Proc Natl Acad Sci U S A. 2018 Nov 20;115(47):E11101-E11110. doi: 10.1073/pnas.1807256115. Epub 2018 Nov 7.
How mutation and selection determine the fitness landscape of tumors and hence clinical outcome is an open fundamental question in cancer biology, crucial for the assessment of therapeutic strategies and resistance to treatment. Here we explore the mutation-selection phase diagram of 6,721 tumors representing 23 cancer types by quantifying the overall somatic point mutation load (ML) and selection (dN/dS) in the entire proteome of each tumor. We show that ML strongly correlates with patient survival, revealing two opposing regimes around a critical point. In low-ML cancers, a high number of mutations indicates poor prognosis, whereas high-ML cancers show the opposite trend, presumably due to mutational meltdown. Although the majority of cancers evolve near neutrality, deviations are observed at extreme MLs. Melanoma, with the highest ML, evolves under purifying selection, whereas in low-ML cancers, signatures of positive selection are observed, demonstrating how selection affects tumor fitness. Moreover, different cancers occupy specific positions on the ML-dN/dS plane, revealing a diversity of evolutionary trajectories. These results support and expand the theory of tumor evolution and its nonlinear effects on survival.

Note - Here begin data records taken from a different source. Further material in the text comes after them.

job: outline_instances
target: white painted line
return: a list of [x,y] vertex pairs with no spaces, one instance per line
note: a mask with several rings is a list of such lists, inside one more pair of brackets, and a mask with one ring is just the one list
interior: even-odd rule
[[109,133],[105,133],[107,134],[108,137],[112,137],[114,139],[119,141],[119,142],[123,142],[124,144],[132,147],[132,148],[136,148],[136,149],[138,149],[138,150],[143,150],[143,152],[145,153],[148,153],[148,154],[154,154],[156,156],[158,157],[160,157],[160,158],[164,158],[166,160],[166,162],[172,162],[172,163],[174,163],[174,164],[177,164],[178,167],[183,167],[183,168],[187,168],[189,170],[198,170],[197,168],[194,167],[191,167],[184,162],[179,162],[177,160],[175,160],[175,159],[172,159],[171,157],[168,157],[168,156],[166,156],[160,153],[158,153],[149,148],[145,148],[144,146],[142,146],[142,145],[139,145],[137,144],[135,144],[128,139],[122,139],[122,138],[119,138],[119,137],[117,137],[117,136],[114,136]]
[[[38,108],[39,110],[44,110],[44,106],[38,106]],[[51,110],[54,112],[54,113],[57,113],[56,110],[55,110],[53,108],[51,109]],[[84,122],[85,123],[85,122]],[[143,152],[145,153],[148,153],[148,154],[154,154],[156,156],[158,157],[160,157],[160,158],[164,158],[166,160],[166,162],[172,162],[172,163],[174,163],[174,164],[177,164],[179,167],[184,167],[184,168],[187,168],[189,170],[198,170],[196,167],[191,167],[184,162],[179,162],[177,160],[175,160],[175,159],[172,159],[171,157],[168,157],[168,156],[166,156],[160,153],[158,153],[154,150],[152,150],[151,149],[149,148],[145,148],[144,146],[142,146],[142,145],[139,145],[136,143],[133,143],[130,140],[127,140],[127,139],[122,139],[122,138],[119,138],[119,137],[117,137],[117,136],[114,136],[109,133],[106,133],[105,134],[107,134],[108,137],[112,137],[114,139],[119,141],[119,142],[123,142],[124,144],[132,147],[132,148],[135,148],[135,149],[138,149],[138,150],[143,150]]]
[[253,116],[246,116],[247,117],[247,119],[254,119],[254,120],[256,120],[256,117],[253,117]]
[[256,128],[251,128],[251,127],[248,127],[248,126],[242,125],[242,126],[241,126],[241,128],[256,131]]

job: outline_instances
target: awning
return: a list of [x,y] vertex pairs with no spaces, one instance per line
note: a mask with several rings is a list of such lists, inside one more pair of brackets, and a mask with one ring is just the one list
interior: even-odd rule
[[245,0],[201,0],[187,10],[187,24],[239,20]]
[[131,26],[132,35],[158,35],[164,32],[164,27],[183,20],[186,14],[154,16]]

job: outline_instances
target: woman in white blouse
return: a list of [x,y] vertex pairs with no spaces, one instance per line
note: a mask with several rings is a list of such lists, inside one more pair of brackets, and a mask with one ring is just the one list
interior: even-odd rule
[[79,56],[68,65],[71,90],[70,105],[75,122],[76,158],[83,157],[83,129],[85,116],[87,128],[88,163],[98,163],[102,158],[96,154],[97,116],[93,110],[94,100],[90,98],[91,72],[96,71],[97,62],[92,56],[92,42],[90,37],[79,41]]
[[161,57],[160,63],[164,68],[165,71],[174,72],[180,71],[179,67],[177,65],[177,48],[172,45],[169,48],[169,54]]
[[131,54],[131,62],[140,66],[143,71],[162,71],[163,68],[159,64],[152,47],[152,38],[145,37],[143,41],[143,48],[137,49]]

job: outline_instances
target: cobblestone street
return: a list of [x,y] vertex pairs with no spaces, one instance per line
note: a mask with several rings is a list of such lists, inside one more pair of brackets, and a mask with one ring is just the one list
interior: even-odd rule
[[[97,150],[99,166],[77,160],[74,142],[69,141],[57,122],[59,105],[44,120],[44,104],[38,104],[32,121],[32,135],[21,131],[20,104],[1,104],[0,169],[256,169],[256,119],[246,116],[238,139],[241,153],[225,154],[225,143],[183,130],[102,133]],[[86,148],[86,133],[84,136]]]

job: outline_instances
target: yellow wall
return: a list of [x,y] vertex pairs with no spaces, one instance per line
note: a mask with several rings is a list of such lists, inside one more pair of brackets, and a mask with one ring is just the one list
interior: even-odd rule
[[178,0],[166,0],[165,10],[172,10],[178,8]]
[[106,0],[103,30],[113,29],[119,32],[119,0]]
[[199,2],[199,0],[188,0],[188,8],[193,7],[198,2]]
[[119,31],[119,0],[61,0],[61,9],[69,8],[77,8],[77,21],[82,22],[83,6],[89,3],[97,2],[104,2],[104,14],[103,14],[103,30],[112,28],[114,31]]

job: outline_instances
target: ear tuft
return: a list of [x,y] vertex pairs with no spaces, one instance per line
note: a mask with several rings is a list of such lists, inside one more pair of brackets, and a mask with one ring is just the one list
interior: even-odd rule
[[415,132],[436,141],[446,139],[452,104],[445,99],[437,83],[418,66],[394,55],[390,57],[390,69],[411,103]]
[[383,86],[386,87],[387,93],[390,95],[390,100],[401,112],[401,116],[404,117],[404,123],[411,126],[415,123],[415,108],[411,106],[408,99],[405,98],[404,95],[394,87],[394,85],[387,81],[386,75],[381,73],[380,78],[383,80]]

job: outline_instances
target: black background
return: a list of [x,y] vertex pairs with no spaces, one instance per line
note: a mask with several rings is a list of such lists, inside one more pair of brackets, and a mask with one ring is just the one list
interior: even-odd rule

突变和选择如何决定肿瘤的适合度景观,从而影响临床结果,这是癌症生物学中的一个开放性基本问题,对于评估治疗策略和治疗耐药性至关重要。在这里,我们通过量化每个肿瘤整个蛋白质组的整体体细胞点突变负荷(ML)和选择(dN/dS),探索了代表 23 种癌症类型的 6721 个肿瘤的突变-选择相图。我们表明,ML 与患者生存强烈相关,在临界点周围显示出两种相反的模式。在低 ML 癌症中,大量突变表明预后不良,而高 ML 癌症则显示出相反的趋势,可能是由于突变崩溃。尽管大多数癌症在接近中性的情况下进化,但在极端 ML 下会观察到偏差。具有最高 ML 的黑色素瘤在纯化选择下进化,而在低 ML 癌症中,则观察到阳性选择的特征,这表明选择如何影响肿瘤的适应性。此外,不同的癌症在 ML-dN/dS 平面上占据特定的位置,揭示了不同的进化轨迹。这些结果支持并扩展了肿瘤进化理论及其对生存的非线性影响。